Examples of Mendel’s Law of Independent Assortment
1. Mendel’s work on pea plant
- Mendel used the dihybrid cross between a homozygous pea plant with yellow round seeds and a homozygous pea plant with green wrinkled seeds. The parents have the alleles YYRR and yyrr, respectively.
- During meiosis, the chromosomes are separated so that only half the genes are transported to the gametes. The possible genotypes of the gametes then become YR and yr.
- As the parents are crossed, the fusion of the gametes results in the F1 hybrid with the YyRr genotype.
- The F1 hybrids have the phenotype of yellow round seeds as the dominant allele Y for yellow color, and the dominant allele R for the roundness is expressed.
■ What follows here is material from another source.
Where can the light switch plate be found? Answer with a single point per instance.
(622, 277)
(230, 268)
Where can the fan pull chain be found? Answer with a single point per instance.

- The alleles in F1 hybrids can now be segregated into four parts; Y for yellow color, y for green color, R for roundness, and r for wrinkledness.
- The four alleles can combine in a number of combinations to produce different genotypes and phenotypes.
- On further crossing, four types of gametes can be formed; YR, Yr. yR, and yr. These gametes fuse to form sixteen individuals in the F2 generation.
- The ratio of the F2 hybrids is 9 yellow round: 3 yellow wrinkled: 3 green round: 1 green wrinkled.
- This proves that both the characters are inherited independently of one another and are expressed according to their dominance.
2. Dihybrid Cross in Drosophila
- Another example of independent assortment can be observed in the dihybrid cross between homozygous long-winged and black-bodied Drosophila and a vestigial-winged, grey-bodied Drosophila.
- In this case, the long wing and grey body are the dominant characters. These characters are segregated and recombined during meiosis cell division which results in the random independent assortment of characters in the offspring.
- Even though the two characters occur together in the parents, these are inherited independently in the offsprings.
- The F2 generation of offsprings exists in four different phenotypes; long-winged grey-bodies, long-winged black-bodied, vestigial-winged grey-bodied, and vestigial-winged black-bodied.
Limitations of Mendel’s Law of Independent Assortment
Even though the law of independent assortment has been used as a mechanism to explain various genetic processes, there are some limitations associated with the law. Some of those limitations are listed below;
- The law of independent assortment doesn’t hold true for linked genes present on the same loci that are usually inherited together.
- The law is also not applicable for genetic traits where they exhibit incomplete dominance or co-dominance.
- In the case of characters that are inherited by multiple factors or genes, the law is also not applicable.
References and Sources
- Singh RS. Limits of imagination: the 150th Anniversary of Mendel’s Laws, and why Mendel failed to see the importance of his discovery for Darwin’s theory of evolution. Genome. 2015 Sep;58(9):415-21. doi: 10.1139/gen-2015-0107. Epub 2015 Aug 15. PMID: 26372894.
- Verma PS and Agarwal VK (3005). Cell Biology, Genetics, Molecular Biology, Evolution, and Ecology. Multicolored Edition.